À mi-chemin entre essai et manuel se tient l’ouvrage qui souhaiterait devenir de référence et il semble que La puissance au XXIe siècle de Pierre Buhler concoure dans cette catégorie. L’ouvrage de 2011 paraît maintenant en poche, plusieurs chapitres ont été remaniés et la bibliographie complétée. Très bien écrit, agréable à lire, l’ouvrage est organisé en dix chapitres présentant les concepts (chapitres 1 et 2), les rapports avec différentes disciplines (pouvoir et droit, pouvoir et géographie, etc.) et enfin, une approche par grands ensembles continentaux dans les derniers chapitres (chapitre 8 sur l’Asie, chapitre 9 sur l’Europe et enfin chapitre 10 sur « L’Amérique, la vocation de la puissance »). Le rapport quasi symbiotique entre État et puissance est clairement exposé dans les premiers chapitres, tout en prenant garde à ne pas naturaliser l’État défini à juste titre comme « une construction sociale, produit de processus complexes, qui mettent en scène, « en un ensemble ordonné par des rapports de pouvoir, des individus, des intérêts, des idéologies » (page 111). Si le rôle des nouveaux acteurs est évoqué (ONG, Organisations inter-gouvernementales), peut-être parfois de façon trop rapide (firmes transnationales), la prégnance du pouvoir étatique reste forte, voire prépondérante aujourd’hui dans la mesure où « les modalités nouvelles de la puissance n’en dissolvent pas les formes classiques. La coercition, le recours à la force restent l’argument ultime que se réserve la puissance pour parvenir à ses fins […] Dans cet ordre-là, l’État reste le siège, l’ordonnateur, l’étalon de la puissance» (page 538).

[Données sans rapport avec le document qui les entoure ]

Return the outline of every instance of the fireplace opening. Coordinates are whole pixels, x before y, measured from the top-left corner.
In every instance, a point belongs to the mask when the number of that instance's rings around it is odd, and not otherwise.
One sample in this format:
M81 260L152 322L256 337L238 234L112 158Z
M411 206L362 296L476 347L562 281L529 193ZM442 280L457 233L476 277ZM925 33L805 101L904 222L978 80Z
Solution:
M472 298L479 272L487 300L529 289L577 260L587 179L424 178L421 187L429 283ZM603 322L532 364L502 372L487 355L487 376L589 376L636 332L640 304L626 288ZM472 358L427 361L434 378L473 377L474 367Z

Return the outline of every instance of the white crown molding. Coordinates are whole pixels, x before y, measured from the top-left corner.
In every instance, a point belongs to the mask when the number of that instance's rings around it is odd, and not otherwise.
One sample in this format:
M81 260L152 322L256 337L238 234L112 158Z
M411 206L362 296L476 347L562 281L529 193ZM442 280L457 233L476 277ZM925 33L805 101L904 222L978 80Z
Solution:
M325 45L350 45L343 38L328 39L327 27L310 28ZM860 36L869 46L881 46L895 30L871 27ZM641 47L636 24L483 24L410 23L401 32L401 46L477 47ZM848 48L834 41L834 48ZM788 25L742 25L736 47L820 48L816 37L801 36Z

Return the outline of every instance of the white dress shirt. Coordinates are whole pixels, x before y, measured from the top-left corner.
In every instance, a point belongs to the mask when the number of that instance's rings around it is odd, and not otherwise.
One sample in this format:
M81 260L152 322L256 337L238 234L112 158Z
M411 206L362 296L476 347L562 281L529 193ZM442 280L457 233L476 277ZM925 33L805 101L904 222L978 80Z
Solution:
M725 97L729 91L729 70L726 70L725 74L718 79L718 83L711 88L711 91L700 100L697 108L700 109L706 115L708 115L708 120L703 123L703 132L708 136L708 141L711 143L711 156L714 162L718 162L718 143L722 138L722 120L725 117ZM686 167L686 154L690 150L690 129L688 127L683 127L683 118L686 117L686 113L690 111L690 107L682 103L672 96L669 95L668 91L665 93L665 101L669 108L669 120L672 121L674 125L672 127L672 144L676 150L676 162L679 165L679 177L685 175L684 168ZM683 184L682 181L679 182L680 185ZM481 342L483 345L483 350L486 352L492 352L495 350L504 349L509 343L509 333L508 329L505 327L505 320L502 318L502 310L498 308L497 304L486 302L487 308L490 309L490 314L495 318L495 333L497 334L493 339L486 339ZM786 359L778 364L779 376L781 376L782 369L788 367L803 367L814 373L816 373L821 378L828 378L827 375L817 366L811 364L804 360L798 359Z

Qu’il me soit permis d’émettre deux réserves pour en finir avec cet ouvrage par ailleurs tout à fait recommandé. L’auteur a parfois une façon étrange de caractériser les auteurs qu’il mobilise dans son raisonnement : tel éditorialiste est « américain d’origine indienne» (p. 562), tel professeur de relations internationales est « catholique et plutôt conservateur » (p. 527). L’implicite d’une telle catégorisation est qu’un discours sur la puissance ne peut être décrypté que si l’on connaît la nationalité, le positionnement politique, voire l’origine de l’auteur – et peut-être est-ce d’ailleurs le cas. Mais Pierre Buhler ne dit jamais « d’où il parle » : la quatrième de couverture nous apprend qu’il est diplomate de carrière et qu’il a enseigné à Sciences Po, ce qui est tout de même un peu court… Faudrait-il alors parler du bon ouvrage d’un «fonctionnaire français blanc plus proche du milieu des hautes écoles que de l’université»? La seconde réserve concerne quelques étranges oublis lorsqu’il est question d’Israël. Qu’Israel soit un modèle en terme d’affirmation de la puissance nationale n’est évidemment pas discutable ; qu’à plusieurs reprises, ce modèle soit loué sans que jamais la question du soutien constant des États-Unis ne soit évoquée est éminemment discutable (voir notamment pages 228 et 553).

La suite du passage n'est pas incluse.